The humans on Ganymede face a crisis caused by Olaf Johnson, who was inspired by the impending Christmas season to tell the Ossies about Santa Claus. Now the Ossies want a visit from Santa, and they refuse to work until they get one. This will cause Ganymedan Products to fall short of its quota, costing the company its franchise on Ganymede, and costing its employees their jobs. Scott Pelham, the Commander of the base, orders his men to stage a visit by Santa, with Johnson in the starring role.

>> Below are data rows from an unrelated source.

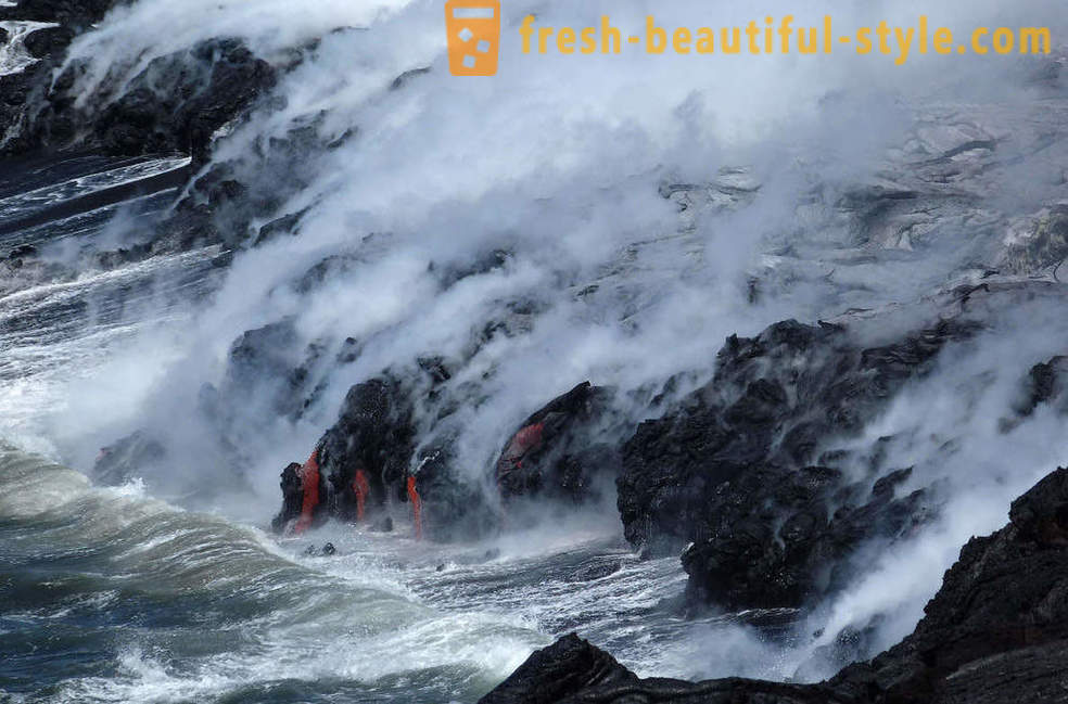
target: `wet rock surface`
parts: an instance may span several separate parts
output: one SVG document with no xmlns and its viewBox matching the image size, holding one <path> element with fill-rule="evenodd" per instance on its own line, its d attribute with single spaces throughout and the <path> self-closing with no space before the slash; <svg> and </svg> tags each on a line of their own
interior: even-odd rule
<svg viewBox="0 0 1068 704">
<path fill-rule="evenodd" d="M 915 631 L 817 684 L 638 679 L 576 636 L 536 652 L 481 704 L 851 704 L 1064 701 L 1068 663 L 1068 470 L 972 538 Z"/>
<path fill-rule="evenodd" d="M 939 505 L 932 487 L 910 482 L 912 468 L 883 461 L 898 438 L 861 453 L 838 444 L 996 310 L 1046 294 L 1061 295 L 1052 282 L 954 289 L 932 302 L 929 327 L 888 327 L 878 344 L 855 333 L 881 313 L 730 337 L 713 380 L 623 446 L 626 538 L 653 553 L 690 543 L 683 565 L 694 603 L 801 606 L 835 592 L 861 546 L 912 535 Z M 1019 413 L 1059 388 L 1048 364 L 1031 377 Z"/>
<path fill-rule="evenodd" d="M 496 462 L 501 497 L 581 503 L 592 498 L 599 477 L 614 478 L 619 450 L 610 441 L 597 441 L 599 426 L 610 422 L 611 395 L 584 382 L 523 421 Z"/>
</svg>

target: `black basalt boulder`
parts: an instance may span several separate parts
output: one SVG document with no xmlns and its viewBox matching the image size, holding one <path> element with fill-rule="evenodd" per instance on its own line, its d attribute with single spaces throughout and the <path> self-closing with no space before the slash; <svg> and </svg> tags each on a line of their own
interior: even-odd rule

A flying sleigh is built out of gravo-repulsors and compressed air jets, and eight local animals called spinybacks, after being dosed with brandy to keep them docile, are harnessed to it to serve as reindeer. Johnson, dressed vaguely like Santa, manages to fly the contraption to a crude lodge where the Ossies are waiting for him. He leaves Christmas tree ornaments in their stockings, which the Ossies take to be Santa Claus eggs. All seems well, until the Ossies demand a visit from Santa every year, and one of the men realizes they mean once every Ganymedan revolution, which is just over seven Earth days.

==Notes==
Asimov wrote "Christmas on Ganymede" in December 1940; John W. Campbell rejected it and Frederik Pohl's purchase was canceled. Asimov realized that a Christmas story needed to be sold by July to appear by Christmas, and in June 1941 sold it to Startling Stories.